2008年11月01日
<青木幸作のLet's do sports>
80%の満足
もう少しのところでやめるのが継続のコツ
北京五輪で、メダルに遠く及ばなかった選手が「楽しめた」という感想を述べたら、非情な記事を書いた大手スポーツ紙がありました。「楽しまれては応援した国民としては立つ瀬がない」とか、「趣味や娯楽と一緒にしたような感想は腹立たしい」とか、「次に選ばれたら自分の金で行ってもらいたい」とか。
プロならともかく、ここまで書かれた選手は、もう競技を続けたいと思わないでしょう。五輪を夢見る子供たちには読ませたくない記事でした。日本では、以前から早すぎる〝バーンアウト〟が問題になってますが、外からのこういった〝メダル至上主義〟の圧力もその原因の一つのように思えます。

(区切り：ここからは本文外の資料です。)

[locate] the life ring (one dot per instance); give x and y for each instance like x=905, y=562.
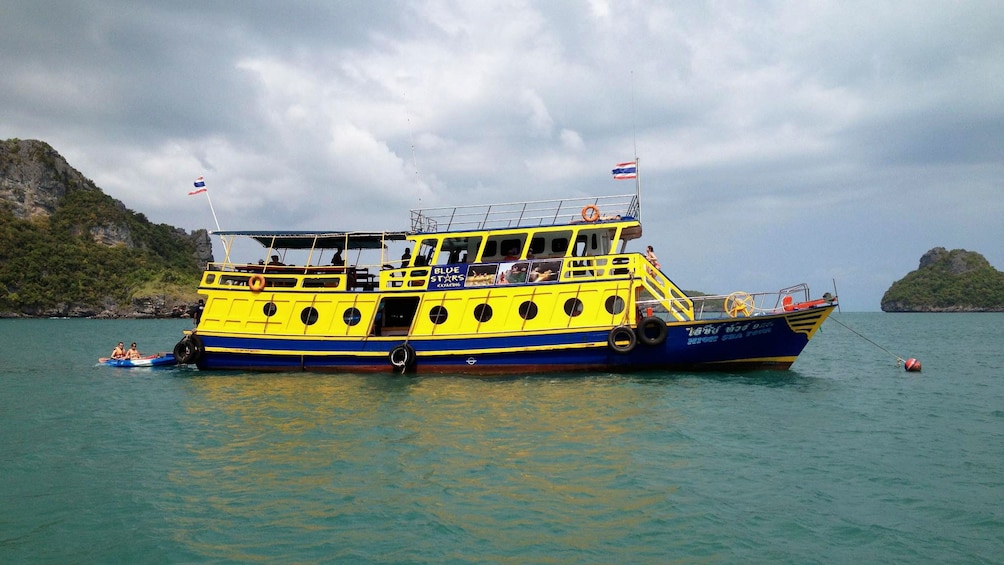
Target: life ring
x=590, y=213
x=621, y=339
x=737, y=303
x=256, y=283
x=190, y=349
x=402, y=357
x=652, y=330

さて、カラダに悪いことは続けられるのに、カラダに良いことは長続きしません。ダイエットや運動がそうです。一念発起してジムに通い始めたけれど、わずか数カ月でリタイア、という人をたくさん知っています。そういった方を見ていると、せっかく始めたのだからと、毎日、疲労困ぱいまでやってしまう。達成感からかもしれませんが、それで続くのは数カ月。競技と違い、本来、健康スポーツには〝バーンアウト〟はありませんが、これは一種のバーンアウトです。
運動は、急性効果もありますが、継続してこそ効果が定着して、健康や体力の増進につながるものです。食事は〝腹八分〟が理想ですが、運動もそうです。80%の満足です。もう少し続けたいというところでやめる、もう少し強くしたいところでやめる。それが次への意欲となり、継続になるのです。
毎日、100%満足してしまうと、初めは良くても、だんだんとつらく、苦しいものになって、仕事が忙しいとか、時間がないとか、ちょっとした事を理由に足が向かなくなるものです。
大きな効果より小さな効果の積み重ねが永続の効果につながります。ダイエットにしても、10㌔の減量を1カ月で行うより、1年かけた方が、やめた後のリバウンドもなく、体型も健康も長く保てます。